GrandPrix.com reports that top car manufacturer officials, including Red Bull team owner Dietrich Mateschitz and also the CEOs of Audi and Porsche, met in Austria to discuss the new rules that are scheduled to debut in 2025.
Formula 1 officials described the talks as positive and productive and said that further information from the meeting will be forthcoming in due time.
However, ahead of the meeting, Red Bull F1 team principal Christian Horner said the best way to create ‘a truly efficient, environmentally friendly, biofuel-powered engine from scratch’ that is also cost-effective would be to delay until 2026, and surprisingly, rivals Mercedes have agreed on the issue.
Mercedes team principal Toto Wolff said: “Perhaps we can find a compromise and extend the current regulations for another year.

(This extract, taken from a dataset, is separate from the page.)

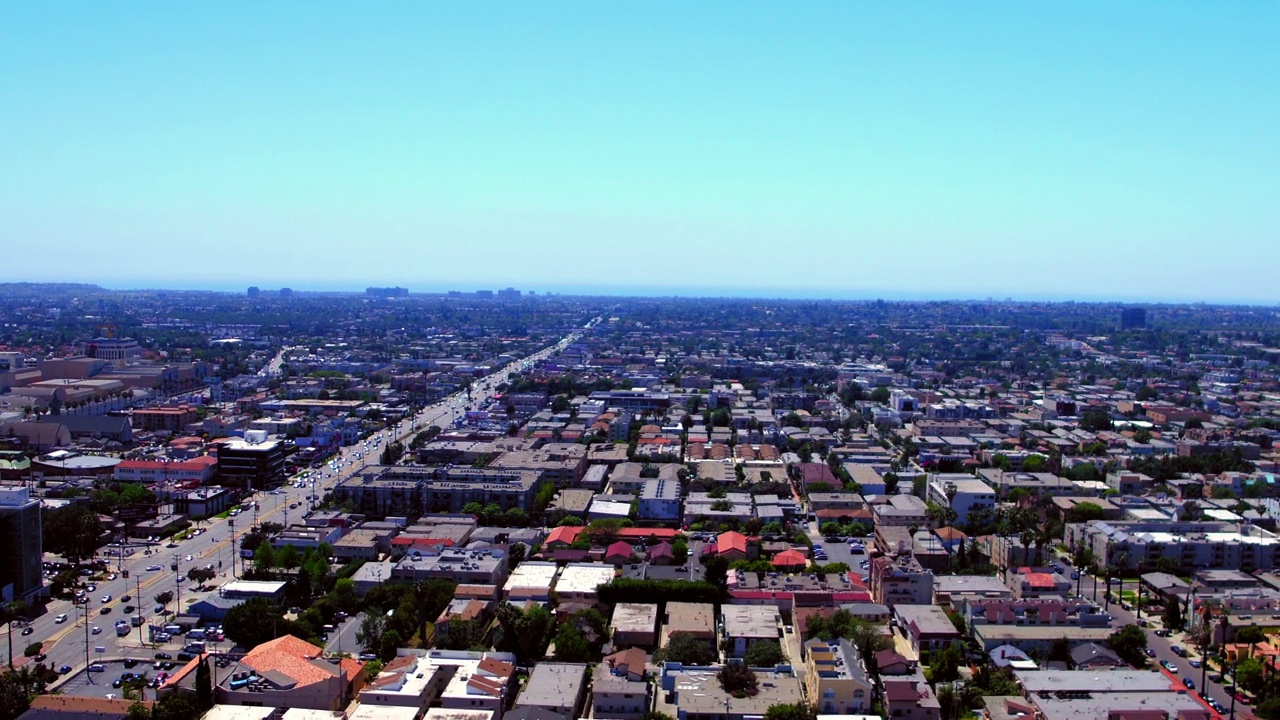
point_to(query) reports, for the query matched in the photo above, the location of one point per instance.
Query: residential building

“Everyone wants to be 100 per cent ready for the transition to the new regulations, but perhaps that is 2026. Formula 1 really needs to lead by example and meet the standards.”
He added that he doesn’t know what the solution will be, but an engine is needed that is in the area of electrification, and the development costs need to be lower than they currently are.
Wolff said another key feature of the new engine will be biofuels.
“Unfortunately, e-fuels are 10 years late to Formula 1, which is very negative,” former Mercedes motorsport boss Norbert Haug told European outlet Auto Bild.
“What is extremely positive, however, is that you can still feed the engines of tomorrow and get a sound from yesterday.”